During execution of the first six instructions, the core would have time to fetch six words, of which three would be executed, so there could be up to three pre-fetched. The next instructions are all three words each, so it wouldn't be possible for the core to fetch instructions as fast as they are being executed. I would expect that some of the "it" instructions would take a cycle, but I don't know how to predict which ones.

It would be nice if ARM could specify certain conditions under which the "it" instruction timing would be deterministic (e.g. if there are no wait states or code-bus contention, and the preceding two instructions are 16-bit register instructions, etc.) but I haven't seen any such spec.

Sample application

Suppose one is trying to design a daughterboard for an Atari 2600 to generate component video output at 480P. The 2600 has a 3.579MHz pixel clock, and a 1.19MHz CPU clock (dot clock/3). For 480P component video, each line must be output twice, implying a 7.158MHz dot clock output. Because the Atari's video chip (TIA) outputs one of 128 colors using as 3-bit luma signal plus a phase signal with roughly 18ns resolution, it would be difficult to accurately determine the color just by looking at the outputs. A better approach would be to intercept writes to the color registers, observe the values written, and feed each register in the TIA luminance values corresponding to the register number.

All this could be done with an FPGA, but some pretty fast ARM devices can be had far cheaper than an FPGA with enough RAM to handle the necessary buffering (yes, I know that for the volumes such a thing might be produced the cost isn't a real factor). Requiring the ARM to watch the incoming clock signal, however, would significantly increase the required CPU speed. Predictable cycle counts could make things cleaner.

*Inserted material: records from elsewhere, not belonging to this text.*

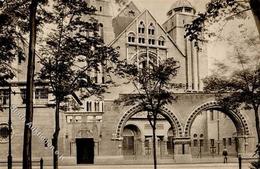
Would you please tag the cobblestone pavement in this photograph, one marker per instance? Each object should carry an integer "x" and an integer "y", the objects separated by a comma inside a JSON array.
[{"x": 168, "y": 166}]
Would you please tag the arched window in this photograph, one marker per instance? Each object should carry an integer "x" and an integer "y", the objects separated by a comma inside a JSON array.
[
  {"x": 101, "y": 30},
  {"x": 131, "y": 37},
  {"x": 161, "y": 41},
  {"x": 151, "y": 29},
  {"x": 141, "y": 27}
]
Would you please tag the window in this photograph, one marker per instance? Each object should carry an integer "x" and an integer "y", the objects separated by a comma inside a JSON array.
[
  {"x": 69, "y": 119},
  {"x": 131, "y": 37},
  {"x": 195, "y": 143},
  {"x": 20, "y": 57},
  {"x": 161, "y": 41},
  {"x": 141, "y": 27},
  {"x": 212, "y": 142},
  {"x": 229, "y": 141},
  {"x": 178, "y": 9},
  {"x": 4, "y": 132},
  {"x": 45, "y": 143},
  {"x": 224, "y": 142},
  {"x": 4, "y": 96},
  {"x": 151, "y": 29},
  {"x": 95, "y": 76},
  {"x": 96, "y": 106},
  {"x": 211, "y": 115},
  {"x": 78, "y": 119},
  {"x": 151, "y": 41},
  {"x": 201, "y": 142},
  {"x": 141, "y": 40},
  {"x": 89, "y": 106},
  {"x": 23, "y": 95},
  {"x": 101, "y": 30},
  {"x": 41, "y": 94}
]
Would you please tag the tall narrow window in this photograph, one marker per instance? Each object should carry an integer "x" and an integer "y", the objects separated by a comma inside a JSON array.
[
  {"x": 23, "y": 95},
  {"x": 41, "y": 94},
  {"x": 141, "y": 28},
  {"x": 89, "y": 106},
  {"x": 211, "y": 115},
  {"x": 161, "y": 41},
  {"x": 97, "y": 106},
  {"x": 131, "y": 37},
  {"x": 4, "y": 96},
  {"x": 101, "y": 30},
  {"x": 151, "y": 29}
]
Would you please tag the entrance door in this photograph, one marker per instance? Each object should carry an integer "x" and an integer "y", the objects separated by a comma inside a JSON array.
[{"x": 85, "y": 150}]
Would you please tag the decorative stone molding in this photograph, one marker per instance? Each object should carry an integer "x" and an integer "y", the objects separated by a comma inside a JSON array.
[
  {"x": 238, "y": 119},
  {"x": 173, "y": 120}
]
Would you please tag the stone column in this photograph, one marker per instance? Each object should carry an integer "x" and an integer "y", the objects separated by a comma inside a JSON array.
[
  {"x": 241, "y": 144},
  {"x": 164, "y": 145},
  {"x": 143, "y": 146},
  {"x": 182, "y": 150}
]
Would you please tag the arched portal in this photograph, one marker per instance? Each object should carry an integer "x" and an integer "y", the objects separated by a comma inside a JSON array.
[
  {"x": 166, "y": 113},
  {"x": 131, "y": 140},
  {"x": 212, "y": 129},
  {"x": 237, "y": 118}
]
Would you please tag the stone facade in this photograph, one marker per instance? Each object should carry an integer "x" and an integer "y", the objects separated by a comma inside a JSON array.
[{"x": 111, "y": 132}]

A relatively simple design approach would be to have a CPLD watch the CPU and TIA and generate a 13-bit RGB+sync signal, and then have ARM DMA grab 16-bit values from one port and write them to another with proper timing. It would be an interesting design challenge, though, to see if a cheap ARM could do everything. DMA could be a useful aspect of an all-in-one approach if its effects on CPU cycle counts could be predicted (especially if the DMA cycles could happen in cycles when the memory bus was otherwise idle), but at some point in the process the ARM would have to perform its table lookup and bus-watching functions. Note that unlike many video architectures where color registers are written during blanking intervals, the Atari 2600 frequently writes to color registers during a the displayed portion of a frame, and many games rely upon pixel-accurate timing.

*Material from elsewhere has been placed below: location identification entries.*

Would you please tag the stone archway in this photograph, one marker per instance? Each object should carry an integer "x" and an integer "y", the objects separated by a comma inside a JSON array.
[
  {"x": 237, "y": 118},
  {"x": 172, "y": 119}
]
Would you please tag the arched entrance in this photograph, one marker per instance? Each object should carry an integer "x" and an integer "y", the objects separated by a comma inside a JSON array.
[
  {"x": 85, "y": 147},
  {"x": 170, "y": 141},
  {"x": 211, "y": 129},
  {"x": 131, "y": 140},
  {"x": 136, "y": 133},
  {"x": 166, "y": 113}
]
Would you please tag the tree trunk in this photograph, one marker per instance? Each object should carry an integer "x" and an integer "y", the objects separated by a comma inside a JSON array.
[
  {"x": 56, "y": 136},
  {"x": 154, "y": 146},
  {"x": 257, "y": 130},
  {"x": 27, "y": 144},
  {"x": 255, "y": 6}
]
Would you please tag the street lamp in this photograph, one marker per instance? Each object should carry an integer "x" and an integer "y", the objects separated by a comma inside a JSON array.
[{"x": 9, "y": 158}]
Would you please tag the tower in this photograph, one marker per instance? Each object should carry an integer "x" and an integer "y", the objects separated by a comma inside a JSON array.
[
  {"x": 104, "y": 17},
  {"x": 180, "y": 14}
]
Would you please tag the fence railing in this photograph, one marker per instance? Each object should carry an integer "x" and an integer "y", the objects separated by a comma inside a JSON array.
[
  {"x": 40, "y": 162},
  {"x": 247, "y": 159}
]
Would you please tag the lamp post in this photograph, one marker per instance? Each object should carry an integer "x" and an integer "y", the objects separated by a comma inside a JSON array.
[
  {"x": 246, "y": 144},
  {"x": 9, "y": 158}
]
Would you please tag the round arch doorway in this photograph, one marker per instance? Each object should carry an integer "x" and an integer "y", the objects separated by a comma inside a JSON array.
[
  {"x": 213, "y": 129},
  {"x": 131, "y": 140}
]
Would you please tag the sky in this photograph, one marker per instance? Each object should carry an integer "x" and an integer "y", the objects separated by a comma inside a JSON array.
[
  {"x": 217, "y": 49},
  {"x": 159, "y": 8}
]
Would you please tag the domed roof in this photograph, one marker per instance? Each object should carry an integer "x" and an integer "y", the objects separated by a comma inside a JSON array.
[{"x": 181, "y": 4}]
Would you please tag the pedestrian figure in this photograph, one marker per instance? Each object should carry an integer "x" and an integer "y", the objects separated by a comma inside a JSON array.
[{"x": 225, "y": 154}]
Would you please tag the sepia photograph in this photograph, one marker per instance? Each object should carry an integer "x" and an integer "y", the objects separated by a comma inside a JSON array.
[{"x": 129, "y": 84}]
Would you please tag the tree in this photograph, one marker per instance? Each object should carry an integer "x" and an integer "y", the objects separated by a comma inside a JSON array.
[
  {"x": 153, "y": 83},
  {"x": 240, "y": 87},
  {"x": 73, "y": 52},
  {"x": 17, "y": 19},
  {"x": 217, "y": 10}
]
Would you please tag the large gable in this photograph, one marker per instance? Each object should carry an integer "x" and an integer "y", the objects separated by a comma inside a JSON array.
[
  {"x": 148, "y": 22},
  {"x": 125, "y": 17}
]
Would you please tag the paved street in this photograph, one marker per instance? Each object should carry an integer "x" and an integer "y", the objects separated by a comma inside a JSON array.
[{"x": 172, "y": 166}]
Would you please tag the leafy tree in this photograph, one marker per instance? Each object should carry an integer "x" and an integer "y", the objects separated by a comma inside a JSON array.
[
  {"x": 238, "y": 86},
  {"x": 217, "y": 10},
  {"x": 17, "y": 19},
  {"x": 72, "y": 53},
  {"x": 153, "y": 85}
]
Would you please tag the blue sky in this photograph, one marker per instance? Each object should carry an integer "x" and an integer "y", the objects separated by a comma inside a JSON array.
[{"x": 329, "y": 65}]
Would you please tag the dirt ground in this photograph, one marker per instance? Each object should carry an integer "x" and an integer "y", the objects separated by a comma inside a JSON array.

Perhaps the best approach would be to use a couple discrete-logic chips to identify color writes and force the lower-bits of color registers to the proper values, and then use two DMA channels to sample the incoming CPU bus and TIA output data, and a third DMA channel to generate the output data. The CPU would then be free to process all of the data from both sources for each scan line, perform the necessary translation, and buffer it for output. The only aspect of the adapter's duties which would have to happen in "real time" would be the override of data written to COLUxx, and that could be taken care of using two common logic chips.

Best Answer

I vote for DMA. It's really flexible in Cortex-M3 and up - and you can do all kind of crazy things like automatically getting data from one place and outputing into another with specified rate or at some events without spending ANY CPU cycles. DMA is much more reliable.

But it might be quite hard to understand in details.

Another option is soft-cores on FPGA with hardware implementation of these tight things.